581. The representative of the Russian Federation explained that Federal Law No. 165-FZ established procedures for trade remedies investigations, and imposition of safeguards, anti-dumping and countervailing measures. Under this Law, anti-dumping and countervailing measures could be imposed only following an investigation showing evidence of dumped or subsidized imports, material injury to a domestic industry, threat of such injury or material retardation of the establishment of an industry ("material injury") and causality between the dumped or subsidized imports and material injury. Safeguard measures could be imposed only following an investigation showing evidence of substantially increased imports, serious injury or threat of serious injury ("serious injury") and causality between the increased imports and serious injury. The measures could only be in place for up to five years for anti-dumping and countervailing measures and four years for safeguards. The period of an application of anti-dumping and countervailing measures could be extended if a review of the measures showed that the expiry of the measure was likely to lead to a recurrence of dumping, subsidization and injury. The period of application of a safeguard measure could be prolonged up to the maximum period not exceeding eight years in whole (including the period of application of any provisional measure, the period of initial application and any extension thereof) when the investigation authority determined, following a review investigation to remedy or prevent injury, the prolongation of the measure was required and there was evidence that the industry was adjusting to changing market conditions. The decision on prolongation of the safeguard measure would be taken by the Government of the Russian Federation, based on the results of the investigation authority report, and the measure prolonged must not be stricter than the initial one. The Law brought the terminology in these areas into compliance with the rules and provisions of the WTO. It provided a clear distinction between serious and material injury and expanded the Authority of the Government in the initial and main phase of investigation. In his view, the Law defined actionable subsidies in full consistency with WTO provisions. In a similar manner, the definition of dumping contained in the Law corresponded to Article 2 of the WTO Agreement on Implementation of Article VI of the GATT 1994.

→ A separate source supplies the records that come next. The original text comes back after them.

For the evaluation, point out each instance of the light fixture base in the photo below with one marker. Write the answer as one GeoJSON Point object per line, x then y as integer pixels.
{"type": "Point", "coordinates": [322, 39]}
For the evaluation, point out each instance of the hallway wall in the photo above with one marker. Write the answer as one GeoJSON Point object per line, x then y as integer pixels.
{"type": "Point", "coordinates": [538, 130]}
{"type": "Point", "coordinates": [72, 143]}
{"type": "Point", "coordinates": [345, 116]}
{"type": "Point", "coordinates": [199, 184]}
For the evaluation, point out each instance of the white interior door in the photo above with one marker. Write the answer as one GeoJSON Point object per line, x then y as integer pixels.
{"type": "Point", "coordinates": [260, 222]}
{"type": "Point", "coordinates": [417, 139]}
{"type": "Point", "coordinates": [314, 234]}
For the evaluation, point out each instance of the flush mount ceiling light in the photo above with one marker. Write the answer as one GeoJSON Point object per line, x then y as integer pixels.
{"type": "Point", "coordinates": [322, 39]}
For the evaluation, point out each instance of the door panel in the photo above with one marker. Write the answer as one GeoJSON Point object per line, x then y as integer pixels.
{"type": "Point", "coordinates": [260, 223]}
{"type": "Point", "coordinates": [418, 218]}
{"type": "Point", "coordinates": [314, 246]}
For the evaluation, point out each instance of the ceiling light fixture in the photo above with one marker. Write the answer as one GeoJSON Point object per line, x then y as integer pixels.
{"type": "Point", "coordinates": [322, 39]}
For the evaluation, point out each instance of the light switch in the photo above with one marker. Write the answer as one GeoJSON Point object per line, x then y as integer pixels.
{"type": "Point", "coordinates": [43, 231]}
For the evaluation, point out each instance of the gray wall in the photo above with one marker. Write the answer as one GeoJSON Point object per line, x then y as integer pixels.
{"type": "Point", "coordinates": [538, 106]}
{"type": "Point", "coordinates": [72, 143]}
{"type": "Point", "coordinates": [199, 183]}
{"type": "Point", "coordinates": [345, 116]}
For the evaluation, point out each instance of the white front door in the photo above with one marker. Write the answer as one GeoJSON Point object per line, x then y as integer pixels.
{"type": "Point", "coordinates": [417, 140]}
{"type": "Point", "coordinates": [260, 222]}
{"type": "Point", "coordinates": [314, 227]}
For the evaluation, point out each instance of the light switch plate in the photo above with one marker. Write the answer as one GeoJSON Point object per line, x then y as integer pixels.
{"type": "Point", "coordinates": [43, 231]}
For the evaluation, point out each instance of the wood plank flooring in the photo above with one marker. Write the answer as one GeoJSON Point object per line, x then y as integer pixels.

582. Other main improvements contained in Federal Law No. 165-FZ {vis-a-vis} Federal Law No. 63-FZ were the detailed description of the investigation procedure and concepts such as increased imports, dumping, subsidies, serious and material injury, causal link, the definition of domestic industry, and other matters. Several provisions of Federal Law No. 165-FZ were directed at improving the mechanism of imposition, review and termination of safeguard, anti-dumping and countervailing measures. The provisions determining the procedure for the application of safeguard, anti-dumping, and countervailing measures (including provisional duties and securities) were framed in a more detailed and intelligible manner. The representative of the Russian Federation confirmed that the same standards would be maintained in any investigation carried out either by the competent authorities of the Russian Federation or competent bodies of the CU from the date of entry into force of the Agreement of 25 January 2008.